Redox Biol. 2016 Oct ;9:276-286. Epub 2016 Aug 30. PMID: 27611888
Jessica R Terrill
Duchenne Muscular Dystrophy (DMD) is a fatal skeletal muscle wasting disease presenting with excessive myofibre necrosis and increased inflammation and oxidative stress. In the mdx mouse model of DMD, homeostasis of the amino acid taurine is altered, and taurine administration drastically decreases muscle necrosis, dystropathology, inflammation and protein thiol oxidation. Since the severe pathology of the Golden Retriever Muscular Dystrophy (GRMD) dog model more closely resembles the human DMD condition, we aimed to assess the generation of oxidants by inflammatory cells and taurine metabolism in this species. In muscles of 8 month GRMD dogs there was an increase in the content of neutrophils and macrophages, and an associated increase in elevated myeloperoxidase, a protein secreted by neutrophils that catalyses production of the highly reactive hypochlorous acid (HOCl).
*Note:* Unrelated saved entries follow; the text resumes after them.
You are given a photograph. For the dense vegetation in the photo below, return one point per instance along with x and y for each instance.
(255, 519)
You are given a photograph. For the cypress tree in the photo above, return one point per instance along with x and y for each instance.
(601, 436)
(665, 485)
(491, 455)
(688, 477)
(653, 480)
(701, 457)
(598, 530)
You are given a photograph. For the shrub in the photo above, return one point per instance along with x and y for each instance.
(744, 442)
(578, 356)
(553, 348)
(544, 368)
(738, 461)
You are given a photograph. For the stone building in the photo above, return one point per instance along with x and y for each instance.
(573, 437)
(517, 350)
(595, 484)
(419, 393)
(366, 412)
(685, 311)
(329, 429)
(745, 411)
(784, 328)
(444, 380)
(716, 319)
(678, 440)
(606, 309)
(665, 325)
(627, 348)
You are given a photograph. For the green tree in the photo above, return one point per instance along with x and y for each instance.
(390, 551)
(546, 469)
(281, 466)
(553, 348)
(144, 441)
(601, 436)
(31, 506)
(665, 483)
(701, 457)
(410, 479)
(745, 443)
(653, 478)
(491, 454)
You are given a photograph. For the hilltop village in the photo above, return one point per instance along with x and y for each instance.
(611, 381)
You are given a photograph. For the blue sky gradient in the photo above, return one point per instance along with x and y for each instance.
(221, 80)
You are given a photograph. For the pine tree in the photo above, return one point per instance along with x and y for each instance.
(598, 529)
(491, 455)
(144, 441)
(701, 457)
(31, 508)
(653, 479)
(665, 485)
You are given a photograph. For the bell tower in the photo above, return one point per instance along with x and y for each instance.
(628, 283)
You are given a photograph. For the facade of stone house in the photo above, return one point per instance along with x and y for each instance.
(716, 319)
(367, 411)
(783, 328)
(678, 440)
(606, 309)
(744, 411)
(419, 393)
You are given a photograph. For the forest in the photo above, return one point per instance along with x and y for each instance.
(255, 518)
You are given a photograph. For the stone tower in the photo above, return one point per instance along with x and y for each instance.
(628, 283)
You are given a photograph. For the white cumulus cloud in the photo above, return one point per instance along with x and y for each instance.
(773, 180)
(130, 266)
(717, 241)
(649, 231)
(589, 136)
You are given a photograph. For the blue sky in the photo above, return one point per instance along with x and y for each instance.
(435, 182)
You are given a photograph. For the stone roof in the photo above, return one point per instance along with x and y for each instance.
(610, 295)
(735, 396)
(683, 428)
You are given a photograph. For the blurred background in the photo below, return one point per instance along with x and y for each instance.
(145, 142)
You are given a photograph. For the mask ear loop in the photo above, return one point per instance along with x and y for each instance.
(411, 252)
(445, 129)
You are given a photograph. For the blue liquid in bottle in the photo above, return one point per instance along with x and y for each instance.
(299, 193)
There was also increased chlorination of tyrosines, a marker of HOCl generation, increased thiol oxidation of many proteins and irreversible oxidative protein damage. Taurine, which functions as an antioxidant by trapping HOCl, was reduced in GRMD plasma; however taurine was increased in GRMD muscle tissue, potentially due to increased muscle taurine transport and synthesis. These data indicate a role for HOCl generated by neutrophils in the severe dystropathology of GRMD dogs, which may be exacerbated by decreased availability of taurine in the blood. These novel data support continued research into the precise roles of oxidative stress and taurine in DMD and emphasise the value of the GRMD dogs as a suitable pre-clinical model for testing taurine as a therapeutic intervention for DMD boys.